Posted on by Lucio Marengo

E’facile in campagna elettorale fare promesse per acquisire consensi e volumi di voti utili a sembrare grandi. Emiliano fu eletto Governatore con un voto plebiscitario anche grazie all’assenza di un avversario degno di questo nome. Più o meno la stessa cosa accadde per elezione di Decaro sindaco che sembra ancora convinto di poter essere uno e trino, cioè sindaco di Bari, dell’Area Metropolitana e presidente nazionale  dell’ANCI. e dimenticare che probabilmente aveva preso impegni che non ha voluto o  non ha potuto mantenere.

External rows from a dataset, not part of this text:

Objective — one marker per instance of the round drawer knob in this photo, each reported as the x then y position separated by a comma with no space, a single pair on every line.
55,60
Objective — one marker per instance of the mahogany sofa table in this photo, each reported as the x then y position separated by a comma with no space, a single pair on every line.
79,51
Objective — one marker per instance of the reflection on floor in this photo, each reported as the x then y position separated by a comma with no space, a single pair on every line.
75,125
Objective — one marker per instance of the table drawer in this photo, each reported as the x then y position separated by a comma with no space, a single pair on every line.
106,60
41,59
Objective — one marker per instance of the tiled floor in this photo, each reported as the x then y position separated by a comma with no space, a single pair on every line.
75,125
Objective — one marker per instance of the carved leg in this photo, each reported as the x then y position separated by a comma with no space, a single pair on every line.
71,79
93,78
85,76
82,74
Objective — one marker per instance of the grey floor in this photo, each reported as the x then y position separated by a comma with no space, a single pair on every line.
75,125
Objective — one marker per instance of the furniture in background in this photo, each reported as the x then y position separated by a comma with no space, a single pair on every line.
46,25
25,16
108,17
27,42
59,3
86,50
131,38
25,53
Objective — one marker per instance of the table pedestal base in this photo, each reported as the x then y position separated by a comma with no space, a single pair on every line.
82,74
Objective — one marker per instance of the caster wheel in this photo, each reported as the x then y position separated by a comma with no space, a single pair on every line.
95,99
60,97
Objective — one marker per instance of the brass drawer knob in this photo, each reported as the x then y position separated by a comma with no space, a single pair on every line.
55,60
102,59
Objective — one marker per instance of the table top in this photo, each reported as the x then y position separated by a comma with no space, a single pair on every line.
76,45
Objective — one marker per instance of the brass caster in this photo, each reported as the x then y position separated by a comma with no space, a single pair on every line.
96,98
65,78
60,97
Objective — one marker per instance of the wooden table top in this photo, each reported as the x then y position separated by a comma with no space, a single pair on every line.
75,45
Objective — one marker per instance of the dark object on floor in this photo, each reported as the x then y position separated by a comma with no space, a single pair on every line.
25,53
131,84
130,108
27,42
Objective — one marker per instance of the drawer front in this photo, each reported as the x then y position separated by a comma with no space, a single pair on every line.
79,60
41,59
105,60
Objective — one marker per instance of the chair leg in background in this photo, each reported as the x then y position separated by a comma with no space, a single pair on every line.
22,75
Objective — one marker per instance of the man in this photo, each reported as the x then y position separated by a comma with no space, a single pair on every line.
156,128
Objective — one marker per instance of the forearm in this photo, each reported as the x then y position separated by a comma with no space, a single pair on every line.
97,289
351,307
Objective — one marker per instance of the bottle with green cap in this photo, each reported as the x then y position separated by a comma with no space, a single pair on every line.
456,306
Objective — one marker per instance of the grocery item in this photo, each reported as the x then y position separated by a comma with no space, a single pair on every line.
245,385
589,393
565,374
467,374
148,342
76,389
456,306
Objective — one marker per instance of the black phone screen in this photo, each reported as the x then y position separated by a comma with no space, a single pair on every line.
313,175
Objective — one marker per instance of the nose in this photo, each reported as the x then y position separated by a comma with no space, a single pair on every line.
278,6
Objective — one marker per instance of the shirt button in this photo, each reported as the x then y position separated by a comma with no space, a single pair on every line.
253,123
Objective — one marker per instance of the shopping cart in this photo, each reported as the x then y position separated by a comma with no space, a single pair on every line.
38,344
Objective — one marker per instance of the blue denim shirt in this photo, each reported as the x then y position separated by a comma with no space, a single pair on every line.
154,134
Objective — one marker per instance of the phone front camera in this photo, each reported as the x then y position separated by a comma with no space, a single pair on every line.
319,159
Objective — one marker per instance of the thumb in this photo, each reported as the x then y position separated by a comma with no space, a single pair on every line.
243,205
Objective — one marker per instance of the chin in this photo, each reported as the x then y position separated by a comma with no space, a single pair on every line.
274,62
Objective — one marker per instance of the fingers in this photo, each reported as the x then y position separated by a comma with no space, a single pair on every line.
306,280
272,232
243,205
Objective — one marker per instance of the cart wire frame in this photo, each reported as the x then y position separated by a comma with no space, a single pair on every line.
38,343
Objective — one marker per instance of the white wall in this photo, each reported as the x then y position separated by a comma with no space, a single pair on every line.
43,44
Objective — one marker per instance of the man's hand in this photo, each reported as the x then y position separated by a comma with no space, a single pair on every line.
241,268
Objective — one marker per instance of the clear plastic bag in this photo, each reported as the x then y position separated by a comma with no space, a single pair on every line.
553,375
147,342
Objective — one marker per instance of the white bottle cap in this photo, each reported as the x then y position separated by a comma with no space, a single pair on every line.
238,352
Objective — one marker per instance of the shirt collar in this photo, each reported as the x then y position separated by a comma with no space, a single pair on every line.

E’ chiaro che non si tratta di questioni ideologiche, bensì di poltrone più o meno  “comode” che sembrano essersi esaurite. Le prospettive per il futuro dei due personaggi, diventano ogni giorno sempre più precarie, così’ come precaria è diventata la realtà  di un PD sempre più lacerato al proprio interno al punto da rendere possibile una debacle traumatica che favorirebbe un centro destra ancora in discussione per i capricci del Cavaliere, che non ha ancora fatto capire cosa voglia fare da “grande”. In Puglia crescono non previsti i consensi a favore di Matteo Salvini, ed intanto nei giorni scorsi l’avv. Giacomo Olivieri ha annunciato  nel corso di un’affollatissima convention a Bari di avere già pronta la lista di Realtà Italia in   tandem con  il vice Presidente di AQP Nicola Canonico che a sua volta presenterebbe un candidato sindaco con una lista che porterebbe il suo nome, e questo potrebbe essere il preludio per un candidato sindaco condiviso da più liste e non dispiacerebbe che il prossimo candidato sindaco di Bari possa essere proprio lo stesso Olivieri. Sono ovviamente solo ipotesi in libertà ma ai baresi farebbe piacere voltare pagina. Una nota degna di rilievo è il calo di consensi nei confronti del Mov.5Stelle dovuto ad un fenomeno che va sgonfiandosi anche a causa della mancanza di democrazia al proprio interno.